The carousing was recorded in the "wry entries" of the ship's log by the master of the Araner:

"9:30PM Got the owner, Fonda, Wayne, Bond out of jail again. Invited by Mexican officials to leave town."

The following day:

"Owner went to mass -- brought priest to Araner --purpose  to sign pledge (to quit drinking); pledge signed -- celebrated signing pledge with champagne, later augmented with brandy."

Later years

The legendary director fell out of favor with the studios. In an era of Easy Rider and Midnight Cowboy, Ford couldn't get a film made, and he didn't think much of the films being made.

Ford's benders make for fun stories, but suffice to say the excess drinking was... excessive 🥃❤

He didn't seem to have a favorite drink as much as a favorite or preferred condition: inebriated. Sometimes it got so bad or excessive, he would stay at a hospital to "dry out."

A master of film

But we must end that his vices do not diminish an extraordinary catalog of brilliant filmmaking. If you haven't seen Stagecoach, which made John Wayne a star, watch it. The scenes of the majestic Monument Valley is black and white cinematography at its very finest. And yes, the film features the proverbial inebriated MD who sobers up to deliver a baby.

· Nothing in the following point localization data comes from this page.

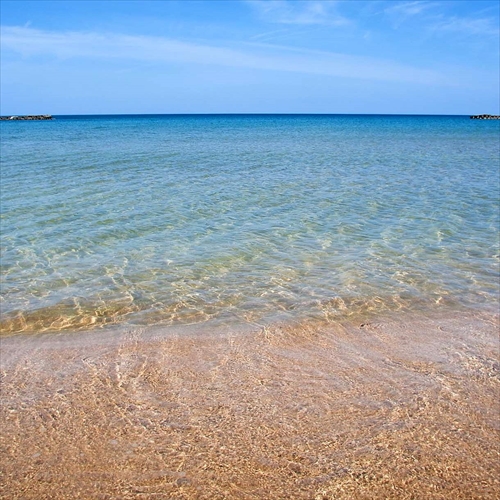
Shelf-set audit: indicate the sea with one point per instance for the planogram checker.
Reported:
(220, 220)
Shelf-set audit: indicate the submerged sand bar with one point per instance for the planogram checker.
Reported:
(405, 407)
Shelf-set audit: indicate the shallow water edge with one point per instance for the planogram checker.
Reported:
(396, 407)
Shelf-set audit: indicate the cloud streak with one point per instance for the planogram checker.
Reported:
(32, 43)
(298, 12)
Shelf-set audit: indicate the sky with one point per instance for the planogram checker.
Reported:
(249, 56)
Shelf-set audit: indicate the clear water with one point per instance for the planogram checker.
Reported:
(222, 219)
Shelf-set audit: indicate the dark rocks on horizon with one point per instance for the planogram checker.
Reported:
(27, 117)
(485, 117)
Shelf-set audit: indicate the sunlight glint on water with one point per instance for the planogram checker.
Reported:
(187, 219)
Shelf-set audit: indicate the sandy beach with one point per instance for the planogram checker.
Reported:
(399, 407)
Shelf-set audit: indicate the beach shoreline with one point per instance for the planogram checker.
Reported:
(401, 406)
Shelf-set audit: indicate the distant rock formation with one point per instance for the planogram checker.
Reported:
(27, 117)
(485, 117)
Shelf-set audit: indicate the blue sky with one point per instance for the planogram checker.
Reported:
(250, 56)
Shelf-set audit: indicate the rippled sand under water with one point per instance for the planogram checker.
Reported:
(401, 407)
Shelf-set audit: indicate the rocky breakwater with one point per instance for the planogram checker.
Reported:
(27, 117)
(485, 117)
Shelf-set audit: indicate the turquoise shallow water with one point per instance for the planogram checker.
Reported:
(190, 219)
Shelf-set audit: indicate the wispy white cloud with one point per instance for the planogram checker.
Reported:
(298, 12)
(432, 17)
(468, 26)
(32, 43)
(400, 12)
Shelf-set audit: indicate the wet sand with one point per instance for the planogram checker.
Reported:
(401, 407)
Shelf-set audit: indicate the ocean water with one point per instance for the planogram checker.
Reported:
(225, 219)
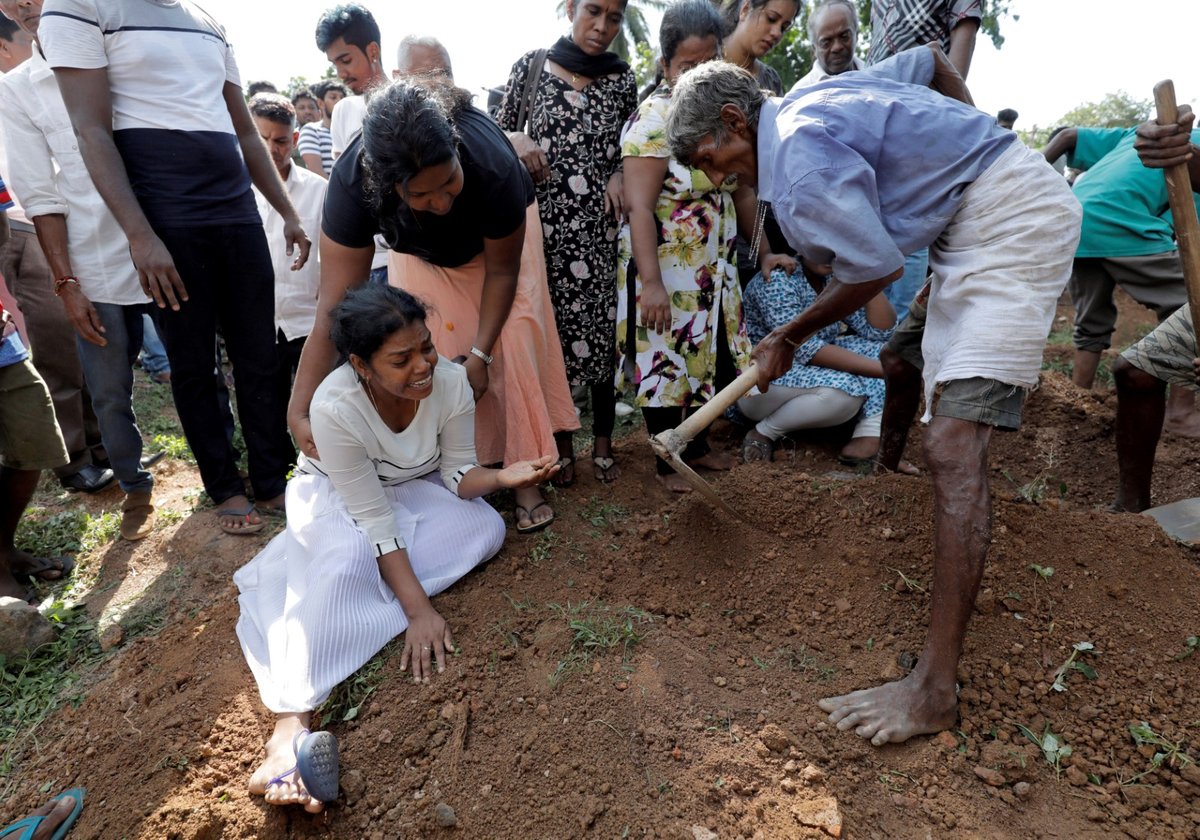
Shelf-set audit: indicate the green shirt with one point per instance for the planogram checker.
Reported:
(1125, 203)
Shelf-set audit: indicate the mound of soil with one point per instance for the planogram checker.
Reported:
(651, 669)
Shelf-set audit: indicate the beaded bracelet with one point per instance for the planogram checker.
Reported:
(63, 281)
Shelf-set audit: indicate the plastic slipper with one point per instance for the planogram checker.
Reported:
(43, 565)
(247, 528)
(528, 513)
(317, 765)
(561, 479)
(29, 825)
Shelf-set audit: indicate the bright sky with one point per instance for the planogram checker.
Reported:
(1060, 54)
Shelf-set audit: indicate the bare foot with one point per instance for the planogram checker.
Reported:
(675, 483)
(714, 460)
(237, 521)
(277, 780)
(894, 712)
(532, 509)
(55, 813)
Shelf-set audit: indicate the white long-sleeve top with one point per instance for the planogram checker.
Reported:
(361, 455)
(46, 169)
(295, 292)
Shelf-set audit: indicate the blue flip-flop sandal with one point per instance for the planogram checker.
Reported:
(29, 825)
(317, 763)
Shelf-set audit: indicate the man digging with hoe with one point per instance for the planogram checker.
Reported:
(861, 169)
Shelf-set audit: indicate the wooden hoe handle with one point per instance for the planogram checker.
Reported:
(1183, 209)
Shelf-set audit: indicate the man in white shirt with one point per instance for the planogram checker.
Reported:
(89, 261)
(155, 97)
(30, 282)
(295, 292)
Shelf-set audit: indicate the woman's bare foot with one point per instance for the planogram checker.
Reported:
(714, 460)
(276, 779)
(237, 514)
(675, 483)
(533, 504)
(894, 712)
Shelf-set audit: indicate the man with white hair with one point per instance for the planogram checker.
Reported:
(861, 169)
(833, 30)
(423, 55)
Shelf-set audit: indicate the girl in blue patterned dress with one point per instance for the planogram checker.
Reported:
(835, 377)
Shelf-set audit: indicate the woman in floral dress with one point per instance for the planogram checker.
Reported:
(583, 96)
(678, 300)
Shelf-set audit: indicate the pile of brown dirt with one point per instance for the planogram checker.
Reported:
(651, 669)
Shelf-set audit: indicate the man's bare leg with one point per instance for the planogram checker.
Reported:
(1083, 372)
(925, 700)
(1141, 401)
(900, 403)
(1181, 413)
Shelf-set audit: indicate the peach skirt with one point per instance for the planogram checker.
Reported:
(527, 397)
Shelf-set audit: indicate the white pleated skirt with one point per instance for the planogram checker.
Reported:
(313, 605)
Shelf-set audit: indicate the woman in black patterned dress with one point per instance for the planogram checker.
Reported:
(571, 148)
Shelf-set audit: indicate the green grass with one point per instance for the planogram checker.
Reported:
(73, 531)
(346, 701)
(36, 683)
(598, 629)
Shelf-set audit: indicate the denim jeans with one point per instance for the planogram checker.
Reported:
(900, 293)
(231, 282)
(108, 371)
(154, 354)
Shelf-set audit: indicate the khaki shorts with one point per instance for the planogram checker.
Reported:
(977, 400)
(1167, 353)
(29, 433)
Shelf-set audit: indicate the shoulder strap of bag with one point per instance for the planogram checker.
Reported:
(525, 112)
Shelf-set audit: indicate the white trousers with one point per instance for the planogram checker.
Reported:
(313, 605)
(784, 409)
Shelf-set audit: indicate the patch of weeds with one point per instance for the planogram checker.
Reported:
(1074, 663)
(169, 516)
(721, 725)
(802, 660)
(71, 532)
(598, 629)
(1054, 748)
(543, 547)
(346, 701)
(1167, 751)
(910, 583)
(174, 445)
(36, 683)
(1044, 573)
(600, 514)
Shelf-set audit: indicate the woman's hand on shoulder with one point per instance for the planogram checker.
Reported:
(532, 155)
(527, 473)
(477, 375)
(615, 196)
(427, 642)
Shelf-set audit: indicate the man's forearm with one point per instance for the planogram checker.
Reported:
(52, 235)
(112, 180)
(963, 39)
(834, 304)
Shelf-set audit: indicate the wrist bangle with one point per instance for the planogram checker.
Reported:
(63, 281)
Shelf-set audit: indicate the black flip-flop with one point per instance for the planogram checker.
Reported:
(43, 565)
(317, 765)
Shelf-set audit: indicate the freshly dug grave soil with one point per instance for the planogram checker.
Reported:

Finally, we'll leave you with the glorious fight scene from The Quiet Man, with the pub interlude:


PS: Interestingly, there is a Quiet Man Irish Whiskey. But they say it's not inspired by the movie, as far as we can see. According to a review:

"The whiskey is named in tribute to John Mulgrew, father of Niche Drinks co-owner and managing director Ciaran Mulgrew. The elder Mulgrew was a bartender with a reputation for keeping a secret. Both the original Gaelic and English translations of Mr. Mulgrew’s nickname appear on the label: 'An Fear Ciuin,' and 'The Quiet Man.'"

-- Whiskey Wash

It was said he knew how to keep a patron's secret.